This day in history: University of Montana is ‘underdog in Portland’ at NCAA basketball tourney

 (Spokesman-Reviwe Archives)
By Jim Kershner The Spokesman-Review

From 1975: The region’s “little basketball team with the big, loud following” was the Cinderella team of the NCAA basketball tournament – but we aren’t talking about Gonzaga.

It was the University of Montana, which upset Utah State in the first round. When action resumed in Portland, however, it was facing a more fearsome foe: UCLA, the nine-time NCAA champions.

Montana coach Jud Heathcote proclaimed that he was happy to be “the underdog in Portland.”

Underdog is right. Montana was “innocent of a single vote so far in the Associated Press basketball poll.” UCLA, on the other hand, was sitting at No. 2 in the nation.

From 1925: The Gonzaga University sophomores dragged the freshmen through the mud, winning the annual tug-of-war, during what was known as the “Fresh-Soph War.”

This was not even the wildest battle of the war.
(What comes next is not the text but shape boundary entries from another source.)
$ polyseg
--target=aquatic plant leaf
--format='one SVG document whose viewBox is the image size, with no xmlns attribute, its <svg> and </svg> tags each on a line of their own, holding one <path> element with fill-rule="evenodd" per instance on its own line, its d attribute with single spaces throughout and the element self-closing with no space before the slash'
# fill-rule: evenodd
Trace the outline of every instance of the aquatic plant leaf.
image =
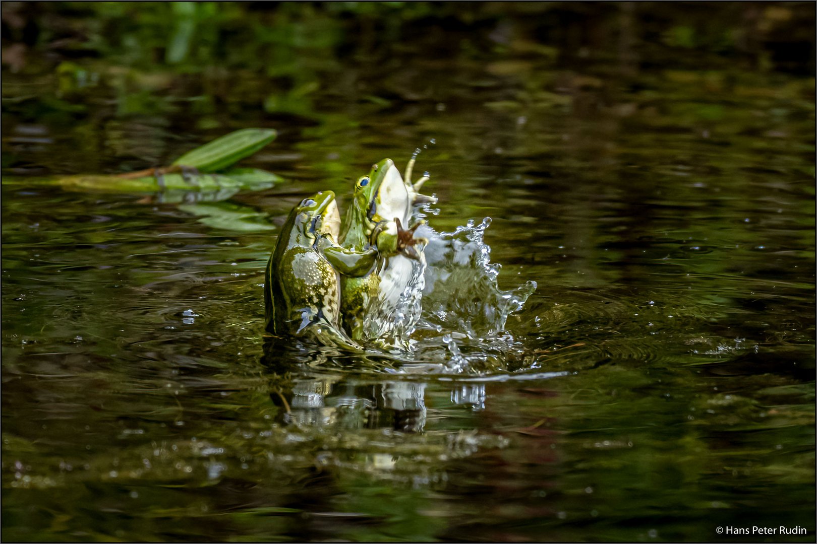
<svg viewBox="0 0 817 544">
<path fill-rule="evenodd" d="M 202 172 L 216 172 L 249 157 L 277 135 L 278 132 L 274 129 L 246 128 L 236 130 L 185 153 L 173 161 L 173 166 L 190 166 Z"/>
<path fill-rule="evenodd" d="M 208 192 L 232 189 L 257 191 L 272 187 L 281 177 L 257 168 L 237 168 L 224 174 L 165 174 L 160 183 L 156 176 L 127 178 L 112 175 L 80 174 L 60 178 L 56 184 L 64 188 L 108 192 L 154 192 L 186 191 Z M 232 194 L 232 193 L 231 193 Z"/>
</svg>

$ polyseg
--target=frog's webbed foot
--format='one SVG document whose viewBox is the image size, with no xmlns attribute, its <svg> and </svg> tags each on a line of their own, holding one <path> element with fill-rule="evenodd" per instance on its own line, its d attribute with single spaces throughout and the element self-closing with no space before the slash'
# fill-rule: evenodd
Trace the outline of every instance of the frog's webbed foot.
<svg viewBox="0 0 817 544">
<path fill-rule="evenodd" d="M 397 225 L 397 250 L 408 259 L 415 261 L 420 260 L 420 254 L 417 253 L 417 248 L 414 246 L 418 243 L 427 244 L 428 240 L 423 237 L 415 237 L 414 232 L 417 227 L 422 224 L 422 221 L 417 222 L 411 228 L 404 229 L 400 219 L 395 217 L 395 224 Z"/>
</svg>

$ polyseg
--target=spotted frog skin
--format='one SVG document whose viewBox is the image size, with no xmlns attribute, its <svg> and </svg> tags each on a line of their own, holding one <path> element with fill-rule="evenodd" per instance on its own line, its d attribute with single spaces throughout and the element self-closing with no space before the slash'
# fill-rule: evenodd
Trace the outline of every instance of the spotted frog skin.
<svg viewBox="0 0 817 544">
<path fill-rule="evenodd" d="M 377 329 L 367 326 L 368 320 L 391 319 L 390 316 L 373 316 L 370 312 L 373 303 L 377 302 L 384 294 L 394 298 L 392 292 L 399 289 L 388 282 L 386 288 L 382 280 L 386 278 L 391 282 L 393 274 L 390 274 L 390 271 L 395 266 L 402 270 L 408 268 L 410 271 L 412 265 L 406 259 L 420 259 L 422 254 L 415 246 L 418 242 L 427 242 L 413 236 L 419 225 L 403 230 L 403 225 L 408 225 L 411 219 L 413 204 L 436 201 L 417 193 L 427 177 L 412 184 L 410 175 L 413 162 L 412 159 L 404 180 L 394 162 L 391 159 L 384 159 L 373 165 L 368 175 L 358 179 L 355 186 L 352 204 L 347 210 L 341 232 L 341 245 L 358 251 L 372 246 L 379 250 L 377 266 L 370 273 L 341 279 L 342 322 L 355 339 L 367 338 L 371 336 L 368 331 Z M 408 282 L 408 278 L 405 282 Z M 382 292 L 384 288 L 389 291 L 388 294 Z M 400 290 L 396 293 L 398 297 L 401 292 L 402 290 Z"/>
<path fill-rule="evenodd" d="M 292 209 L 266 265 L 267 333 L 310 336 L 325 345 L 359 349 L 340 326 L 341 277 L 369 273 L 377 251 L 339 245 L 340 226 L 331 191 L 305 198 Z"/>
</svg>

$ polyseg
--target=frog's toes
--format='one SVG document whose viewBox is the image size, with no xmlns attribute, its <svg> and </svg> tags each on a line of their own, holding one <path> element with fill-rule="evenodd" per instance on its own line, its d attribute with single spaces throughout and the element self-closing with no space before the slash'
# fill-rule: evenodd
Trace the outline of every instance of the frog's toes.
<svg viewBox="0 0 817 544">
<path fill-rule="evenodd" d="M 417 179 L 416 182 L 414 182 L 414 184 L 412 185 L 412 187 L 414 188 L 415 191 L 419 191 L 420 188 L 422 187 L 422 184 L 424 183 L 426 183 L 426 181 L 428 181 L 428 179 L 429 179 L 429 177 L 427 175 L 424 175 L 422 178 L 420 178 L 419 179 Z M 411 182 L 409 181 L 408 183 L 411 183 Z"/>
<path fill-rule="evenodd" d="M 428 195 L 421 195 L 417 193 L 414 195 L 414 204 L 436 204 L 436 197 L 429 197 Z"/>
</svg>

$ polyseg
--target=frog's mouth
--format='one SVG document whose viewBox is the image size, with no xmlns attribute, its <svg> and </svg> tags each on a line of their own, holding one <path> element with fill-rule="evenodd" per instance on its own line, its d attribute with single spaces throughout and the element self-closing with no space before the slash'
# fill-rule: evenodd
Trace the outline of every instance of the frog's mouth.
<svg viewBox="0 0 817 544">
<path fill-rule="evenodd" d="M 407 215 L 411 204 L 403 176 L 391 161 L 387 161 L 386 171 L 382 175 L 383 180 L 380 184 L 378 197 L 373 200 L 369 217 L 377 215 L 386 221 L 398 218 L 408 222 Z"/>
</svg>

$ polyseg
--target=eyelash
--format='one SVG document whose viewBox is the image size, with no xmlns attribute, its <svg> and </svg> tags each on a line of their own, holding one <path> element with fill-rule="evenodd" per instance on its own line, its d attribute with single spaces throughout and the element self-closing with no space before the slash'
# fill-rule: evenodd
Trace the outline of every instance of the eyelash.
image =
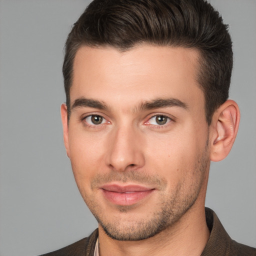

That occurred the night before when the sophomores snuck out during dinner and “decided to attach their flag to the stadium flagpole.”

“Freshmen discovered this trick, and tearing down the offending colors, hog-tied the sophomores,” the Chronicle reported. “Loading them into cars, they carried them off to the jungles, dropping them off at Liberty Lake, Cheney and other distant points.”

Later, the “sophs came hiking back to down” and turned the tables by “sending the frosh to the country.”